A Souillac comme à Gonesse : le bétonnage ça suffit

Comme à Gonesse le projet de la création d'une "Cité de la mode et du luxe" à Souillac (Lot) fait fi de toute préoccupation environnementale et contribue par là même au désatre climatique qui nous menace, ainsi qu'à la destruction de la biodiversité et du tissu social.

Oh, bien sûr, le projet d'une "Cité de la mode et du luxe" concocté par quelques notables de Souillac et des alentours n'a pas l'ampleur du projet EuropaCity de Gonesse contre lequel viennent de s'élever un bon nombre de personnalités politiques et artistiques. Cependant il procède de la même idéologie celle de la  marchandisation de tout espace disponible, idéologie issue de la doctrine dite du "ruissellement" postulant qu'il est bon que les riches se gavent de "luxe" afin que quelques miettes de leur festin tombent dans le gosier de celles et ceux qui sont à leur service. 

Ainsi en est-il par exemple, à Souillac, de l'intention de "repositionner l'Abbaye en tant que joyau de l'architecture romano-byzantine" c'est-à-dire très concrètement en réalisant "la réhabilitation de ladite Abbaye et sa transformation en hôtel haut de gamme"(La Vie quercynoise, 5 septembre 2019). Autrement dit voici un joyau (en effet) architectural que le mercantilisme transformerait en haut lieu de la consommation de luxe ce qui serait cohérent avec l'intention de créer ce village de la mode et du luxe à quelques encablures de là.

Abbatiale Sainte Marie de Souillac © KTOTV

Il semblerait cependant que, comme à Gonesse, des oppositions non seulement se manifestent mais s'organisent.
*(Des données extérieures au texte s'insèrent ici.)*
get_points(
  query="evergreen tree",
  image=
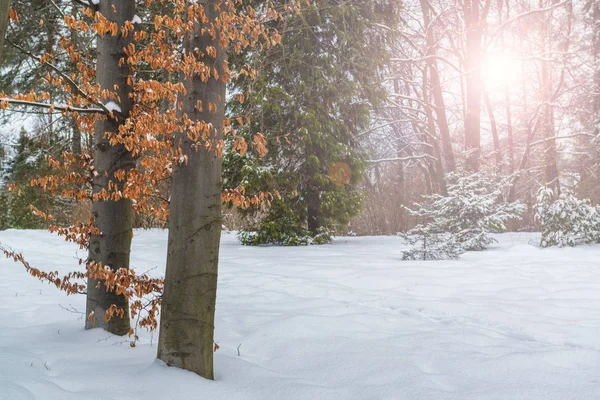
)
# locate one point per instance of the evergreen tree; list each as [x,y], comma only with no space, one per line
[566,220]
[462,220]
[310,98]
[27,163]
Raison pour laquelle le projet globalisé au départ sous l'intitulé "Cité de la mode et du luxe" s'est vu dans un premier temps privé du mot luxe par trop provocateur sans doute,  puis scindé en deux parties, la "revitalisation du centre bourg" d'une part et le "village de marques" d'autre part dont les promoteurs ne savent plus comment expliquer qu'elles sont indépendantes tout en étant complémentaires.

Les maîtres mots de la revitalisation du centre bourg sont "connexion" et "végétalisation". Connexion du vieux Souillac à la rivière Dordogne et à son affluent la Borrèze, comme si ce n'était déjà fait depuis toujours par exemple par cette délicieuse petite route longeant la Borrèze d'un côté et la plaine des jardins de l'autre avant  que la plupart de ceux-ci ne soient remplacés par des parkings à caravanes. Nul soullagais n'a jamais eu besoin qu'on "connecte" quoi que  ce soit quand il avait envie d'aller se baigner dans la Dordogne ou pêcher dans la Borrèze.

Végétalisation, en disposant quelques pots de fleurs rue de la Halle et quelques arbres avenue Jean Jaurès alors qu'à deux pas de là le "village de marques"  et sa centaine de magasins, son i:mmense parking et ses milliers de voitures journalières prévues, cette folie, détruirait toute la végétation encore intacte, la biodiversité et les habitations de riverains expulsés, sans compter le délectable apport en carbone de ces milliers de voitures, de camions et autres engins.

Mais non,mais non, clame le maire de Souillac, ce sont deux projets différents, la revitalisation du centre bourg n'a nullement pour objet d'attirer les touristes mais simplement le bien-être des habitants... Mais non, mais non, clame le président de CAUVALDOR (Communauté des communes causses vallée de la Dordogne) à l'adresse des opposants, tout ce que vous faites c'est de  la politique! Ce qui prouve l'estime dans laquelle il tient cette politique qu'il pratique quotidiennement  depuis des années.

Seulement voilà, des hommes et des femmes, des jeunes dans le monde entier se lèvent toujours plus nombreux pour condamner cette idéologie du mercantilisme qui nous mène au désastre. De sorte que l'espoir est permis, l'espoir que la raison qui dicte de progresser  vers une société de sobriété triomphera de la folie mercantiliste, à Gonesse comme à Souillac et partout ailleurs.